Trade-offs / behavioral deltas

• InsertCredentialId(X) from sender A no longer makes X route to A. It only authorizes X for A in account_owners. When X later signs a V0 tx, the resolver returns X.into() (stateless default), unless a pre-upgrade entry exists in legacy accounts. Fund the canonical address (or rely on a pre-upgrade entry) if you need X to draw gas from A.
• The "no hijacking" guard is narrower. exit_if_credential_exists now checks (sender, credential) in account_owners instead of global credential uniqueness in accounts. Authorizing someone else's credential for your own address now succeeds — harmless, since they still need the private key to sign.
• get_account(credential_id) returns AccountEmpty for post-PR credentials. New writes don't land in accounts. A get_addresses_for_credential query for the new model ships in a follow-up; tooling owners should plan accordingly.
• is_authorized_for gives legacy mappings exclusive priority. If a credential has a legacy accounts entry, only that address is authorized (canonical match and account_owners are not consulted). Doc updated to reflect this; code relies on the invariant that no code path writes both maps for the same credential.

Backward compatibility

• On-chain state: pre-upgrade accounts entries keep routing until explicitly migrated.
• Wire: AccountConfig, CallMessage, and tx schema unchanged.
• Client-visible regression: get_account (see above).

Known gaps / deferred

• DrainLegacyAccounts migration and get_addresses_for_credential query land in a later PR.
• resolve_sender_address is now pure-read but still takes &mut self and StateAccessor, duplicating resolve_sender_address_read_only. Two callers in sov-capabilities need migration before the mutable variant can be deleted — deferred.
• is_authorized_for legacy-first precedence is not enforced in code; relies on "no writer touches both maps for the same credential". Fine today, brittle if a future migration ever violates it.

• Will be done when merging to dev I have updated CHANGELOG.md with a new entry if my PR makes any breaking changes or fixes a bug. If my PR removes a feature or changes its behavior, I provide help for users on how to migrate to the new behavior.
• I have carefully reviewed all my Cargo.toml changes before opening the PRs. (Are all new dependencies necessary?

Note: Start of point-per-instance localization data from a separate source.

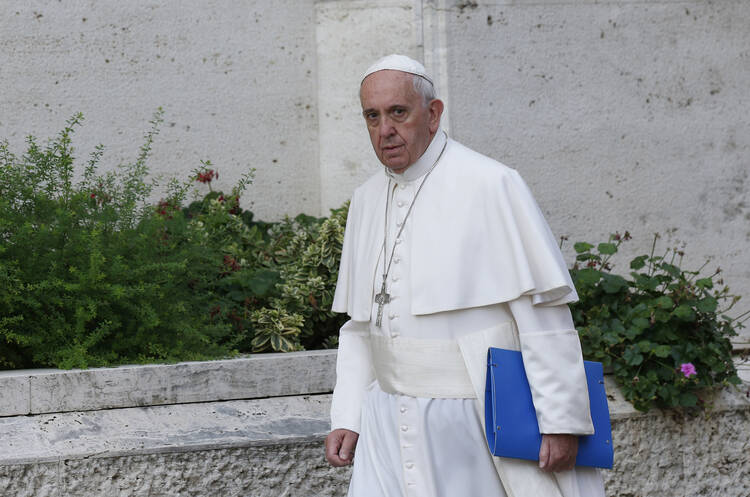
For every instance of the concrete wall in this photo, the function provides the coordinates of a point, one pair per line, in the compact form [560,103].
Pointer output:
[620,114]
[171,431]
[236,80]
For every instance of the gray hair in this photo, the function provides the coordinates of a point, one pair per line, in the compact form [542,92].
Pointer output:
[424,88]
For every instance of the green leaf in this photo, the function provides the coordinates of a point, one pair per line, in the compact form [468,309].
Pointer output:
[641,323]
[581,247]
[612,283]
[607,248]
[632,356]
[638,262]
[662,350]
[664,302]
[684,312]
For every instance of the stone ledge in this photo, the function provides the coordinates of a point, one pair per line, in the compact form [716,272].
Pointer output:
[274,447]
[45,438]
[259,376]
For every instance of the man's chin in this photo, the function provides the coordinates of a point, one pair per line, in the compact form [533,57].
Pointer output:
[396,164]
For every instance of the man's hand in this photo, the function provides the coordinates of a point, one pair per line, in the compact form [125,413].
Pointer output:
[558,452]
[340,446]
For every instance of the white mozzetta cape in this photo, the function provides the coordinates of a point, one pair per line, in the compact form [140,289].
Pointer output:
[479,239]
[477,247]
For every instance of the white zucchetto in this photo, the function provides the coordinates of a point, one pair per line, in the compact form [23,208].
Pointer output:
[396,62]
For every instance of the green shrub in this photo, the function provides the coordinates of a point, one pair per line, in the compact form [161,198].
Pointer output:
[92,274]
[661,329]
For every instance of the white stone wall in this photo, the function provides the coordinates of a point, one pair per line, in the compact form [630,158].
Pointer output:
[236,81]
[620,114]
[170,431]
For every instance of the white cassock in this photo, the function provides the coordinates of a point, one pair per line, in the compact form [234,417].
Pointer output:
[475,266]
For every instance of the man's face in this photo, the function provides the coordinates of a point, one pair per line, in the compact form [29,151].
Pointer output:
[400,125]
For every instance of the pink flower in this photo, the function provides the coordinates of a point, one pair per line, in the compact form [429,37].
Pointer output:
[688,369]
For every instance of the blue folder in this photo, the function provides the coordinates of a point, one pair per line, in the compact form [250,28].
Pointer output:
[510,418]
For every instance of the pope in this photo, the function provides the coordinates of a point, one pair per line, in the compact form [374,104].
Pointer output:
[445,254]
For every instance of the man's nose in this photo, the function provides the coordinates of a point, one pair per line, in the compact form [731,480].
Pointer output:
[386,127]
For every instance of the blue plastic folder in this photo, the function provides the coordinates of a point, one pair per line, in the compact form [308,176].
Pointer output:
[510,418]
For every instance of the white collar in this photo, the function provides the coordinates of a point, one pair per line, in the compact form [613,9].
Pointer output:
[424,163]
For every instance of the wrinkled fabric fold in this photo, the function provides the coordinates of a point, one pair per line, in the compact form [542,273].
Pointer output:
[507,247]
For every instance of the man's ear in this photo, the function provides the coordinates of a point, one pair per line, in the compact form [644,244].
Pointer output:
[436,110]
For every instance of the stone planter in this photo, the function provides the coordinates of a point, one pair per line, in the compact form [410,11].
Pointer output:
[254,427]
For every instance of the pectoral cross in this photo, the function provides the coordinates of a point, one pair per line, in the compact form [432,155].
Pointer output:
[382,298]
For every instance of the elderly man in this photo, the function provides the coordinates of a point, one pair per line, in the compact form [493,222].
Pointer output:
[445,254]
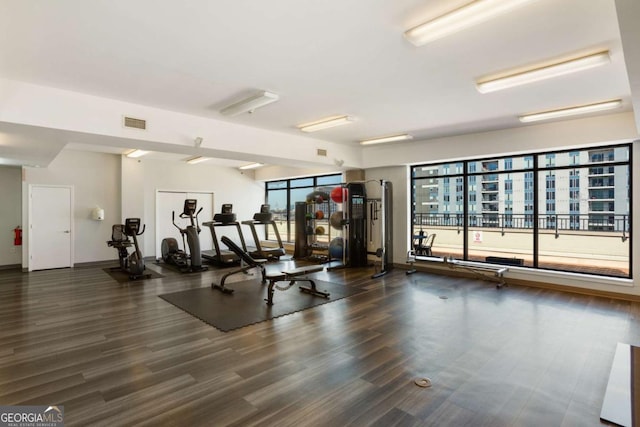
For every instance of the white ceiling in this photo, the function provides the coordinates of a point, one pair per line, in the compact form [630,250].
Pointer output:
[323,58]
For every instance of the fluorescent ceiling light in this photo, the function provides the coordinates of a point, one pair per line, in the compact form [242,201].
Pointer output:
[381,140]
[329,122]
[582,109]
[459,19]
[194,160]
[248,105]
[544,72]
[136,153]
[251,166]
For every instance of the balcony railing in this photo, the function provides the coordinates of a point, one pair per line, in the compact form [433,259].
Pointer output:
[557,222]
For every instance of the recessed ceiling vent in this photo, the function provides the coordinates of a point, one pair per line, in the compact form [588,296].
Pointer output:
[130,122]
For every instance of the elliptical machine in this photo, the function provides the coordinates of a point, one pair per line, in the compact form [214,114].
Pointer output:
[132,264]
[172,254]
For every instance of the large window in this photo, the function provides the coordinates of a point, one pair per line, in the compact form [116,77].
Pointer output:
[562,210]
[282,197]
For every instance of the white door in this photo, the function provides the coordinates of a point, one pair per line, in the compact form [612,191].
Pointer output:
[173,201]
[50,228]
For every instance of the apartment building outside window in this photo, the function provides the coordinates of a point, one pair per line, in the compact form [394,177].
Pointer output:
[571,206]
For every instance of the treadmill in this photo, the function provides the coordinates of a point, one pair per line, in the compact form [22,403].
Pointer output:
[265,217]
[224,219]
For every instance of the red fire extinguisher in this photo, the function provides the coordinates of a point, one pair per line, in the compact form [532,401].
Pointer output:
[17,236]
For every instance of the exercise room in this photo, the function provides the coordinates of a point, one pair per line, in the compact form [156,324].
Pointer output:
[412,212]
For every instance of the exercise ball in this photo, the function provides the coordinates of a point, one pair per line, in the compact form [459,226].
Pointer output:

Is any module dependency leaked into the full-node (hint: it shouldn't)?)

Linked Issues

• Related to sov-accounts refactoring and extending #2772

Testing

New tests added in sov-accounts integration tests (test_setup_multisig_and_act, test_resolve_address_with_multi_credential_ownership, etc.). Existing test_multisig_signature_verification in auth_eip712 updated to seed the multisig's canonical address at genesis under the new model.

Docs

sov-accounts/README.md expanded with the three-relation model (legacy mapping / stateless canonical / explicit authorization). Function docstrings updated.